The review also examined youth use. While young people do report using flavored products, flavors are not the primary driver of experimentation. Surveys consistently find that curiosity, peer influence, stress relief, and seeking a nicotine buzz are stronger motivators than the presence of flavors. Claims that vaping acts as a gateway to smoking lacked strong evidence, with observed associations better explained by common liability – that is, a predisposition toward risk-taking behaviors.

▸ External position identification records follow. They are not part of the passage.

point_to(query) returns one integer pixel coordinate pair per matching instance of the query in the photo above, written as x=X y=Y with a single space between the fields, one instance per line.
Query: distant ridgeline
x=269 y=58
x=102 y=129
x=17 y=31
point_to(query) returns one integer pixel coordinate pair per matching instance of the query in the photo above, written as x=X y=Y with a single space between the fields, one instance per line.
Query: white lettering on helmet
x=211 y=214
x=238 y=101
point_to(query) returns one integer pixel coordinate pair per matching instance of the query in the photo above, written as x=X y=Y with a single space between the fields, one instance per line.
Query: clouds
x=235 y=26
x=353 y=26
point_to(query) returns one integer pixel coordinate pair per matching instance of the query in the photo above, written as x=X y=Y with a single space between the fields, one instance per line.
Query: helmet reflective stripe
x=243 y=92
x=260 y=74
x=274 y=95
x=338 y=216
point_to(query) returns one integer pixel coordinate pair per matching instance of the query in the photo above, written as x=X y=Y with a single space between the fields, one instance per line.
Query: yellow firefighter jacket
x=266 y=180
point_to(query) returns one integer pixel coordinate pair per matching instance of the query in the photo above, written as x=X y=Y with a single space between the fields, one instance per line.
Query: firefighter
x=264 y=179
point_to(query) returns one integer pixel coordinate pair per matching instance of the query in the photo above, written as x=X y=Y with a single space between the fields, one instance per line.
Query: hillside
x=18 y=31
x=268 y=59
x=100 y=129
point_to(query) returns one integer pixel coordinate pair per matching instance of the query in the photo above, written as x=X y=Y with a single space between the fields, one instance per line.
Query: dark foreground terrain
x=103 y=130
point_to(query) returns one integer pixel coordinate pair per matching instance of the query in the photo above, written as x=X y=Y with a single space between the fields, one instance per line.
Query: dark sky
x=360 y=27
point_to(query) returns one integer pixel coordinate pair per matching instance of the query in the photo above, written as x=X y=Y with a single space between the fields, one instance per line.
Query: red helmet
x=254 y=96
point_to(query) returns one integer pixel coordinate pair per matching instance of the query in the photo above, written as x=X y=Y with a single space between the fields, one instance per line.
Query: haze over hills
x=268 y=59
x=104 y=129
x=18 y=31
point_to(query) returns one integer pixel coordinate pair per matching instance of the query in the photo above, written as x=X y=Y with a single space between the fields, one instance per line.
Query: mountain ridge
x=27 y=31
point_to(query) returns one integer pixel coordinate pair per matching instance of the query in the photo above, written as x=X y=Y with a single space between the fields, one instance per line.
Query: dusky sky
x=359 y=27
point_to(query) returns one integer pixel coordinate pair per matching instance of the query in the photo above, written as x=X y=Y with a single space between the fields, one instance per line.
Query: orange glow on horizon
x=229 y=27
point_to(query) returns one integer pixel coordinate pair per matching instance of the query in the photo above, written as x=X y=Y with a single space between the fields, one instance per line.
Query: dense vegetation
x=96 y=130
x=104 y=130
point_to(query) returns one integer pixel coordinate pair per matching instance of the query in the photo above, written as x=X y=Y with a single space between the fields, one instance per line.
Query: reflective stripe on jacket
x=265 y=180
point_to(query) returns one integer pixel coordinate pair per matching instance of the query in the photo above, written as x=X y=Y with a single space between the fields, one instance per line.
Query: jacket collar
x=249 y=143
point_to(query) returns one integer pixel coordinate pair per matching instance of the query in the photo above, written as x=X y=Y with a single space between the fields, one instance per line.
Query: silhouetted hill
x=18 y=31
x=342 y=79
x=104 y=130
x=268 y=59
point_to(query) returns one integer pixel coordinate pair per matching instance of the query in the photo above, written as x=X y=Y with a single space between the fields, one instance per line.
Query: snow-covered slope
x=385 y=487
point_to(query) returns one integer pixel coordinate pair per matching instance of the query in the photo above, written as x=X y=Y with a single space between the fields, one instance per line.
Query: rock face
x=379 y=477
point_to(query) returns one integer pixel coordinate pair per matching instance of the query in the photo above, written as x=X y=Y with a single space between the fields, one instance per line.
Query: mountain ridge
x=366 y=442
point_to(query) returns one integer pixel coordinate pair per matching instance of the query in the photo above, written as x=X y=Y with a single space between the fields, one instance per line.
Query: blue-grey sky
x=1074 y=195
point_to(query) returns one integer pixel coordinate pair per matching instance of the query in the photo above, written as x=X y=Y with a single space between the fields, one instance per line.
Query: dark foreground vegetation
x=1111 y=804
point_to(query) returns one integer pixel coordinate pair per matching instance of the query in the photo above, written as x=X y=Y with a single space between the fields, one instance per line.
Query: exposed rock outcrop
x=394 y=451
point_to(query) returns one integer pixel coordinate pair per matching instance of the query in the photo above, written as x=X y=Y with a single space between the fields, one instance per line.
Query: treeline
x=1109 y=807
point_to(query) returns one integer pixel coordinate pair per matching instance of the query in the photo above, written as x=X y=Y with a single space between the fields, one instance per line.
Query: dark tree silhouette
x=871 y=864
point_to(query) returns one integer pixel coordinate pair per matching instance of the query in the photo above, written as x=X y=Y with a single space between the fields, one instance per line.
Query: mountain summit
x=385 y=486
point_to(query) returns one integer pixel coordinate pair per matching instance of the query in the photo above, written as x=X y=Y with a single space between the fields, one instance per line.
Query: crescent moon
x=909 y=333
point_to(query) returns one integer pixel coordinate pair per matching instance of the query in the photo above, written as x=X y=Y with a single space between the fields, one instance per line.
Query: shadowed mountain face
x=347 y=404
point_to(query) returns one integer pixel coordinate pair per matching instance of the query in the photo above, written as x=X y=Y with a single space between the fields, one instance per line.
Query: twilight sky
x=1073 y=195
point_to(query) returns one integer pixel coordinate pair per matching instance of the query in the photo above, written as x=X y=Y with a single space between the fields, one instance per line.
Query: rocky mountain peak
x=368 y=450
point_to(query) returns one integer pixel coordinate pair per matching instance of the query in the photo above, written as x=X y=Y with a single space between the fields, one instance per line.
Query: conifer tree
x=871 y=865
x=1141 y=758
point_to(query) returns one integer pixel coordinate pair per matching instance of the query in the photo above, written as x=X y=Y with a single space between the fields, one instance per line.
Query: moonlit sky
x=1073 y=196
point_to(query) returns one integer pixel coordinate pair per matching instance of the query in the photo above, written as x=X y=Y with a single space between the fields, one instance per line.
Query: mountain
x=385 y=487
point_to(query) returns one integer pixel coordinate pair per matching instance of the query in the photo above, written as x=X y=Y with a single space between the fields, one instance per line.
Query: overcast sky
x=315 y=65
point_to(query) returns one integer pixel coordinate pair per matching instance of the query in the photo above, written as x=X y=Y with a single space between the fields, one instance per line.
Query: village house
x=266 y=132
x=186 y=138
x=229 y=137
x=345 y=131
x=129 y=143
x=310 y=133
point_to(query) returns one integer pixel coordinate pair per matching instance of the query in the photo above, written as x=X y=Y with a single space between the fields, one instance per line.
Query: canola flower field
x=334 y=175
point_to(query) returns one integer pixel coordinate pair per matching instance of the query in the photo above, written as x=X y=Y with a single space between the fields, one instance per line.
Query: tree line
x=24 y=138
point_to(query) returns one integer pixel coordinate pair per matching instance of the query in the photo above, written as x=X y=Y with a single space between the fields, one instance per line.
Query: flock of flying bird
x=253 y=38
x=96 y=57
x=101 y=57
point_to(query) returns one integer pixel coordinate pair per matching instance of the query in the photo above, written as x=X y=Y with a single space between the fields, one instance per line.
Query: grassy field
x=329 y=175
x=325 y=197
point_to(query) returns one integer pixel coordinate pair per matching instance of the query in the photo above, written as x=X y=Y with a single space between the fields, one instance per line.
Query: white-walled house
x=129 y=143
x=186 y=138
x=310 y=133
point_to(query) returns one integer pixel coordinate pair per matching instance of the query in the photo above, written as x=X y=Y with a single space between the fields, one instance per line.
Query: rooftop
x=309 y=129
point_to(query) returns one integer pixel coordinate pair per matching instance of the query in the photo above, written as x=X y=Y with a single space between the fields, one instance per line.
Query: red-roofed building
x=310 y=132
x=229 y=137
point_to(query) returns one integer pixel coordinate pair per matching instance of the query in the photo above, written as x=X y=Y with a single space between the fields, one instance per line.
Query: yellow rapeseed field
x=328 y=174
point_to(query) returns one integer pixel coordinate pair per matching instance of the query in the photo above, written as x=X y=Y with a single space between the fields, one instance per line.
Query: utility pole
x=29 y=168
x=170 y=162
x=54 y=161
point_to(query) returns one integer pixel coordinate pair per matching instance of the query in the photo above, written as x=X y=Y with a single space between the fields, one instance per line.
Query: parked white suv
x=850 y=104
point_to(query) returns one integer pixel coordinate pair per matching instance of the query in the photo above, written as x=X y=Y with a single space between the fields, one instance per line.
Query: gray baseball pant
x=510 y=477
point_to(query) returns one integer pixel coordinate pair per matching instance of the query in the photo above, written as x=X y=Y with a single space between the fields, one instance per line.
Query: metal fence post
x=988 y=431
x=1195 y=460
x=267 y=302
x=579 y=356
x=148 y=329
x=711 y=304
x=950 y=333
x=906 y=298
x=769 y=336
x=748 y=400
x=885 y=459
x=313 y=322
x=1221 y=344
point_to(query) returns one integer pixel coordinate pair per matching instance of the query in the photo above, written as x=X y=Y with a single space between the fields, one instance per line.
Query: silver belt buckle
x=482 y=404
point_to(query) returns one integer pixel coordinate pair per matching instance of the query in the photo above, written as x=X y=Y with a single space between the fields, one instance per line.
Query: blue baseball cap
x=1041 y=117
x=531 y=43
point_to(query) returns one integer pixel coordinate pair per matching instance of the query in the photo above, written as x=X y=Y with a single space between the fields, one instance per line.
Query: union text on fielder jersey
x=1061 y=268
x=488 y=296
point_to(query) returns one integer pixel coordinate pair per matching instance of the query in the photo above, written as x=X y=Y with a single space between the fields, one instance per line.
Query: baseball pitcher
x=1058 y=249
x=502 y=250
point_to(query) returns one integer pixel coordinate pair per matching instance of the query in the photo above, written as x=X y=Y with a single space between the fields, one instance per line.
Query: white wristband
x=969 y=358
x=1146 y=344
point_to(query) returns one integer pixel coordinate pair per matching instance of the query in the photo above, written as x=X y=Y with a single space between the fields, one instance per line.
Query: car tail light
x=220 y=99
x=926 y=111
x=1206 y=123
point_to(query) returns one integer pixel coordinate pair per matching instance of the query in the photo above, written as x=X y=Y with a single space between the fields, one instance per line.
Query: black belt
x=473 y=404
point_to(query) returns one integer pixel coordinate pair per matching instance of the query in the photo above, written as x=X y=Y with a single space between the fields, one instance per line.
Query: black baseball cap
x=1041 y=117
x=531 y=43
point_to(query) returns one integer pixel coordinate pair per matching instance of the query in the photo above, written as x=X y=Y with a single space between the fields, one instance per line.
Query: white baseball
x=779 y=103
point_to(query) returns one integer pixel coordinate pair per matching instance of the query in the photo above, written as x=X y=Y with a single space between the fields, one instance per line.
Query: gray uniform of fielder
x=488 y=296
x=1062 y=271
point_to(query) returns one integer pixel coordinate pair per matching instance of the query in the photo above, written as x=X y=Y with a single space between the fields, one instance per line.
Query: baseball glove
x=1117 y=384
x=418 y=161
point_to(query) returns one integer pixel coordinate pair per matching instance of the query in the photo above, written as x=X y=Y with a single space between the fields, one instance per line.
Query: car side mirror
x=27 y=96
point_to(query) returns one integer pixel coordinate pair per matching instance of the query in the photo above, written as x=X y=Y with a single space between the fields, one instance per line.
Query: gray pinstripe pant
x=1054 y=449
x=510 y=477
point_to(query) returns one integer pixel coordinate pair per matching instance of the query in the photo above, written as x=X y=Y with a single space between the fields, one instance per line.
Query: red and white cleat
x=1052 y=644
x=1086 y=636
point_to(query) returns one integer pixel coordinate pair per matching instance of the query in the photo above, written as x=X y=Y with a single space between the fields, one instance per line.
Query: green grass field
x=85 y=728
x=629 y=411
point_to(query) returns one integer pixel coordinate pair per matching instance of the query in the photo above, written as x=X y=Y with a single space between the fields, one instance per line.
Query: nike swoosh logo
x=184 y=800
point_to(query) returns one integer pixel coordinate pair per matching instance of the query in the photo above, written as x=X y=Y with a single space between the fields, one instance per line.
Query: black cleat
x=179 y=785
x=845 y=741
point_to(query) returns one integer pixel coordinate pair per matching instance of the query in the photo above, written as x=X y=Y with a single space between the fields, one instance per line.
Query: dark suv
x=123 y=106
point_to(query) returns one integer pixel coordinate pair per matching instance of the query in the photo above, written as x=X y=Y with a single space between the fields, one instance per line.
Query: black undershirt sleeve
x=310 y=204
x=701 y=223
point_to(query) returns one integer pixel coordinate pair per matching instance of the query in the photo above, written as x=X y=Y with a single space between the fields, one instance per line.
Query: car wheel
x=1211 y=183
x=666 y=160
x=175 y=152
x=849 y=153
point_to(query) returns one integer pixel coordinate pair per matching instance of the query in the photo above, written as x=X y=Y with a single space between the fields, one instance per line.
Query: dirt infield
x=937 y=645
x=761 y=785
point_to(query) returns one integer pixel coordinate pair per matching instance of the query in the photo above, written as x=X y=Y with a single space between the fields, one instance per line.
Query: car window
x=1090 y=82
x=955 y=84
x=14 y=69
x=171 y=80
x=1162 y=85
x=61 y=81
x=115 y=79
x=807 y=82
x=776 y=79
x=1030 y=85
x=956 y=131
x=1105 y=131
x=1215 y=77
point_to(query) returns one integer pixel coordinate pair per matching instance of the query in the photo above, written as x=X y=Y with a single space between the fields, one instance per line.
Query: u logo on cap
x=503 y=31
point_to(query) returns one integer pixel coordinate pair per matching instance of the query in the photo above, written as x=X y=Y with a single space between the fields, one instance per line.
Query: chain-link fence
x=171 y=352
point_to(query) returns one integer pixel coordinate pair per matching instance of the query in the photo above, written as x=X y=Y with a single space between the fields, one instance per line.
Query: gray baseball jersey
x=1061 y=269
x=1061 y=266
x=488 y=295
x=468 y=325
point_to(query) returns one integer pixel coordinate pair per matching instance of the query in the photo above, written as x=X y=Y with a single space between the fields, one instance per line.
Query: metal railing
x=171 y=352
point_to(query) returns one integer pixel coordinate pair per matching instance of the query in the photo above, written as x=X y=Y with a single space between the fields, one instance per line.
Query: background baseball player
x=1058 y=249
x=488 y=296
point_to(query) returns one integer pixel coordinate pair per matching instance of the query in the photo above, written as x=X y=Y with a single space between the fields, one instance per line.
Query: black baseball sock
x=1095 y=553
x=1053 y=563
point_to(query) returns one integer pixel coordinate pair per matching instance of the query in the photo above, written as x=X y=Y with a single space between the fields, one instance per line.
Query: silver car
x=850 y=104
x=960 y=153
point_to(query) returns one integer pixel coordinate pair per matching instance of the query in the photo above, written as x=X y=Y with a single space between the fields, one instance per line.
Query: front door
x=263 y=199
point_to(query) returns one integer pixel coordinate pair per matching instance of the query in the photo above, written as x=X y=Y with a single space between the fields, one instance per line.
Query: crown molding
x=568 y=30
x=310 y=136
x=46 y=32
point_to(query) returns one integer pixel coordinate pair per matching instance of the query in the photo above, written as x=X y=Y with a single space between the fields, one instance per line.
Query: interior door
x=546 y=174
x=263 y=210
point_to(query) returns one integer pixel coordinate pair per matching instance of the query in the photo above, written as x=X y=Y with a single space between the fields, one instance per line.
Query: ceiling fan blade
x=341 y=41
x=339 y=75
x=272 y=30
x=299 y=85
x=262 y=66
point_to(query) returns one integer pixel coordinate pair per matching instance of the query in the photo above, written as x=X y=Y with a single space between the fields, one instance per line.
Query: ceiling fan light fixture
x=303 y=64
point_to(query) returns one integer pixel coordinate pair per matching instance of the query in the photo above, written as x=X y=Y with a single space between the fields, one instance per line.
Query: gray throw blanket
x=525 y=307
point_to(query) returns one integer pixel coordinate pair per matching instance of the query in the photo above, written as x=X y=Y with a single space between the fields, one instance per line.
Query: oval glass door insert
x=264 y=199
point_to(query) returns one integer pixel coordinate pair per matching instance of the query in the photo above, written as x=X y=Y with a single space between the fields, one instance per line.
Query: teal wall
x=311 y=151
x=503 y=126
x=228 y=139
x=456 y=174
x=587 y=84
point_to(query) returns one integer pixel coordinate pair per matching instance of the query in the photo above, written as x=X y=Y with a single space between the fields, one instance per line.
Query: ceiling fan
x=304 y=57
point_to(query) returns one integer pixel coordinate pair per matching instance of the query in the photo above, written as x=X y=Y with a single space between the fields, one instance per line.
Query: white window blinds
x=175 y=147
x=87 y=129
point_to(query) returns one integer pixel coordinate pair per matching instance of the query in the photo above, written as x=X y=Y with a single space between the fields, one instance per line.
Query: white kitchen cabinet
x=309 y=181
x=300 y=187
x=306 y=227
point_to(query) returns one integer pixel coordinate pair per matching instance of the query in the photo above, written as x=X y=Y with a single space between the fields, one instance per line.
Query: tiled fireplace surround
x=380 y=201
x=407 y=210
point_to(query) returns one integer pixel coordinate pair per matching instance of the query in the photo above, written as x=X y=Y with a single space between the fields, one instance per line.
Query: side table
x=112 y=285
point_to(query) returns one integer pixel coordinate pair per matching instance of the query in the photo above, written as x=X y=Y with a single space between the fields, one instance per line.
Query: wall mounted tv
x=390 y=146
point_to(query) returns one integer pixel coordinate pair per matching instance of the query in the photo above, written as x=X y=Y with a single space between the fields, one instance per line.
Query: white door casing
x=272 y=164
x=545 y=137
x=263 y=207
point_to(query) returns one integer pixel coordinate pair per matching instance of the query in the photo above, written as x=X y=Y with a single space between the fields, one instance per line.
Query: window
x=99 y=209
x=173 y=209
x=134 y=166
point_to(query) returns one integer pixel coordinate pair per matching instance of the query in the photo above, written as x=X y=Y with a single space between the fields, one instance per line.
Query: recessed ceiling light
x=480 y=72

On policy, the authors conclude that flavor bans are largely ineffective and often counterproductive. Such measures have driven users toward unregulated devices, illicit markets, and even do-it-yourself mixing, which may heighten toxicological risks. In several jurisdictions, bans were followed by increases in cigarette sales, undermining public health goals. In contrast, maintaining flavor diversity was found to support adult switching and was associated with lower smoking prevalence. Restricting flavors reduced quitting success, increased relapse, and led to higher cigarette consumption. In short, bans risk harming public health by removing tools that can help adults who smoke move to less harmful alternatives.
The review recommends regulatory strategies that balance youth protection with adult access, including preserving flavor diversity under controlled standards, enforcing existing youth access restrictions, removing products that are overtly attractive to youth, and requiring toxicological risk assessments for e-liquids. Additional measures such as licensing schemes, responsible marketing, and product standards are proposed as better alternatives to blanket bans.
This analysis adds to a growing body of evidence that flavor bans are reactive policies that generate unintended consequences. A July 2025 study in JAMA reported that statewide bans in the United States were followed by increases in cigarette use, particularly among young adults. A 2024 study in JAMA Health Forum found that bans reduced daily vaping by 3.6 percentage points but increased daily smoking by 2.2 points compared to states without restrictions. A 2020 report from Tobacco Harm Reduction 101 on local bans in California similarly found that while vaping remained stable or even increased, combustible cigarette use rose at the same time.
Meanwhile, U.S. youth e-cigarette use is at a ten-year low, while adult use has grown significantly, with more than 20 million adults vaping in 2023. Declines in cigarette sales coincide with growth in e-cigarette sales – mostly unauthorized products, as the Food and Drug Administration has only authorized 39 e-cigarettes, all limited to tobacco and menthol flavors, which do not reflect consumer demand.
As policymakers continue to grapple with youth use of age-restricted products, the evidence shows that flavor bans are an ineffective response. They do little to reduce youth vaping and instead undermine adult access to effective tobacco harm reduction tools. To accelerate declines in smoking and reduce smoking-related disease, policies should encourage adult smokers to switch while ensuring responsible guardrails, rather than stripping away the product features that make switching possible.
Nothing in this analysis is intended to influence the passage of legislation, and it does not necessarily represent the views of Tobacco Harm Reduction 101.